News that economic growth slowed during the spring gave the stock market a fitting end to a choppy July - yet another back-and-forth day.
The Dow Jones industrial average, down almost 120 points in the first minutes of trading, recovered and briefly showed a gain before falling 44 points in mid-afternoon. The other major indexes also fell. Traders also opted for the safety of Treasury bonds, and that sent interest rates lower.
But stocks were on track for their strongest month in a year. The Dow was up 7.1 percent going into Friday's trading.
The Commerce Department said the gross domestic product, the broadest measure of the economy, grew at an annual pace of 2.4 percent from April to June. That's less than the 2.5 percent economists polled by Thomson Reuters had forecast.
At first the report confirmed investors' belief that the recovery is weakening as unemployment remains high and government stimulus programs end. Consumers cut back on their spending because of job worries and companies spent less to rebuild inventories.
But analysts said that as investors read deeper into the report, it didn't look as bad as they initially thought. They found some good news in consumers' savings rate.
"The consumer actually decided to save more," Jason Pride, director of investment strategy at Glenmeade, an investment management company. "Consumers have done more to repair their balance sheets than thought."
Pride said that means that those extra savings will eventually be spent, giving the economy a lift. Consumer spending accounts for the bulk of economic activity.
Business spending on equipment and software jumped in the second quarter by the biggest amount in 13 years. That was encouraging, analysts said, because it means companies are eventually going to start adding jobs.
"Companies are spending and eventually it will turn into employment," said Ron Weiner, president and CEO at RDM Financial Group.
It wasn't surprising that stocks gave up their gains and turned lower. Trading has been erratic as weak economic numbers have conflicted with companies' generally good second-quarter earnings and forecasts for the rest of the year.
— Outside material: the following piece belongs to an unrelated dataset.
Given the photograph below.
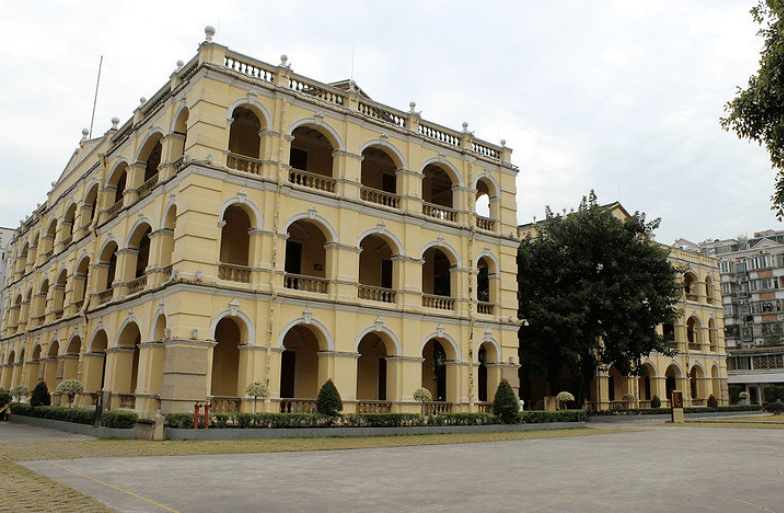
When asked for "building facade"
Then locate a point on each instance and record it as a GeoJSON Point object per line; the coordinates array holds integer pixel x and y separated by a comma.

Investors have been quick to cash in their gains because they don't have a sense of where the market is headed.
In afternoon trading, the Dow Jones industrial average fell 43.75, or 0.4 percent, to 10,423.18. The Standard & Poor's 500 index fell 4.14, or 0.4 percent, to 1,097.39, while the Nasdaq composite index fell 5.10, or 0.2 percent, to 2,246.59.
Falling stocks slightly outpaced those that rose on the New York Stock Exchange where volume came to 450.1 million shares.
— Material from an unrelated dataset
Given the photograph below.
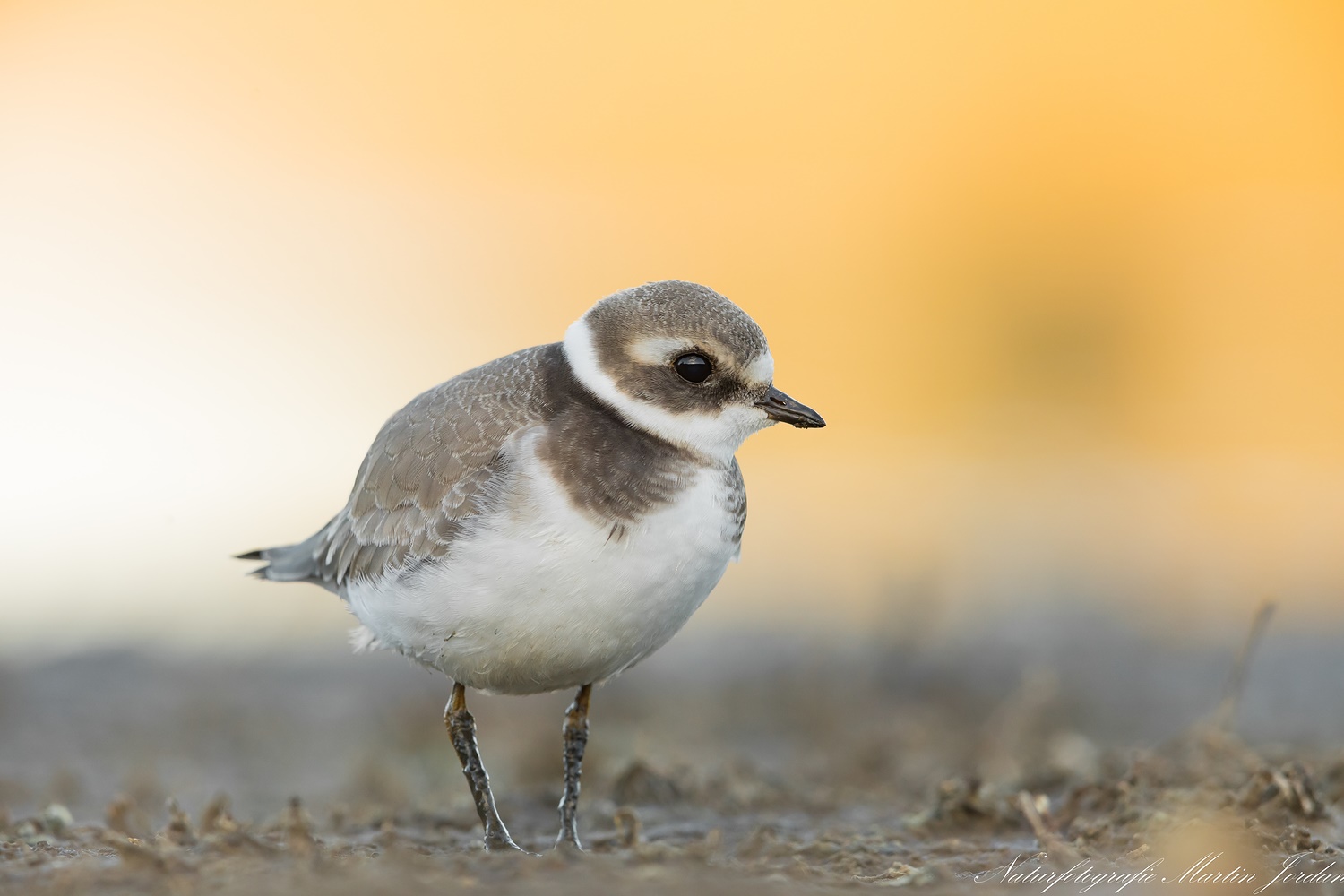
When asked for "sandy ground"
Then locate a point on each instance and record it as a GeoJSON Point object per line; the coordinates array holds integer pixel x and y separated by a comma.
{"type": "Point", "coordinates": [728, 763]}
Volume was extremely light even for a summer day. That continued a trend that has been seen for much of July. Analysts say many investors, uncertain about the where the market is heading, are staying on the sidelines or moving money into safer alternatives.
That strategy sent Treasurys higher Friday. The yield on the 10-year Treasury note, which moves opposite its prices, fell to 2.91 percent from 2.99 percent. Its yield is often used as a benchmark for interest rates on mortgages and other consumer loans. A yield below 3 percent suggests investors are worried about long-term growth and don't fear inflation will be a problem anytime soon. Inflation is a threat to the long-term value of bonds.
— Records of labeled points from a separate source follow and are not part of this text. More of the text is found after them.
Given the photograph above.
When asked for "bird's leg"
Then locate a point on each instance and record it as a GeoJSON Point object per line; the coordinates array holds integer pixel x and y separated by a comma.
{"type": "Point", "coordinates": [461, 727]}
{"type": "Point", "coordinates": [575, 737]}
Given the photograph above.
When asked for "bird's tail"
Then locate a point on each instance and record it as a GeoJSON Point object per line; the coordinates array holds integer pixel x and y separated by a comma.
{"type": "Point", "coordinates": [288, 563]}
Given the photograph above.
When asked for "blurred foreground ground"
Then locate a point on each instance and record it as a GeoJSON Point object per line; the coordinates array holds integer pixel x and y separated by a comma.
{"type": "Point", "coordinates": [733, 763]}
Investors got some mildly good news from two other economic reports. The University of Michigan/Reuters consumer sentiment index for July rose slightly more than expected to 67.8 from a preliminary reading of 66.5. Economists expected it to rise to 67.
And the Chicago Purchasing Managers Index, which measures manufacturing activity in the Midwest, rose unexpectedly to 62.3 this month from 59.1 in June. Economists were expecting a drop to 56.5. The report is seen as an indicator of how the Institute for Supply Management's nationwide index is likely to come in when it's released on Monday.
Traders were also being cautious because they're waiting for a series of key reports next week that will give a first look at how the economy is doing in the current quarter. The Institute for Supply Management releases its reports on the manufacturing and services sectors during July and the Labor Department issues its report on employment for this month.
Economists predict the two ISM reports will show manufacturing and the services industry expanded in July but at a slower pace than in June.
Meanwhile, the unemployment rate likely inched higher to 9.6 percent in July from 9.5 percent in June as the government laid off more temporary census workers. Private employers likely added 90,000 jobs during the month, slightly better than in June.
Overseas markets mostly fell Friday after reports that Spain's credit rating is likely to be cut by Moody's Investors Service. The potential downgrade comes as the country's unemployment rate jumped to a 13-year high of 20.09 percent and the government continues to grapple with rising debt problems.
Spain's IBEX 35 fell 1.2 percent. Britain's FTSE 100 fell 1.1 percent, Germany's DAX index rose 0.2 percent, and France's CAC-40 fell 0.2 percent. Japan's Nikkei stock average fell 1.6 percent.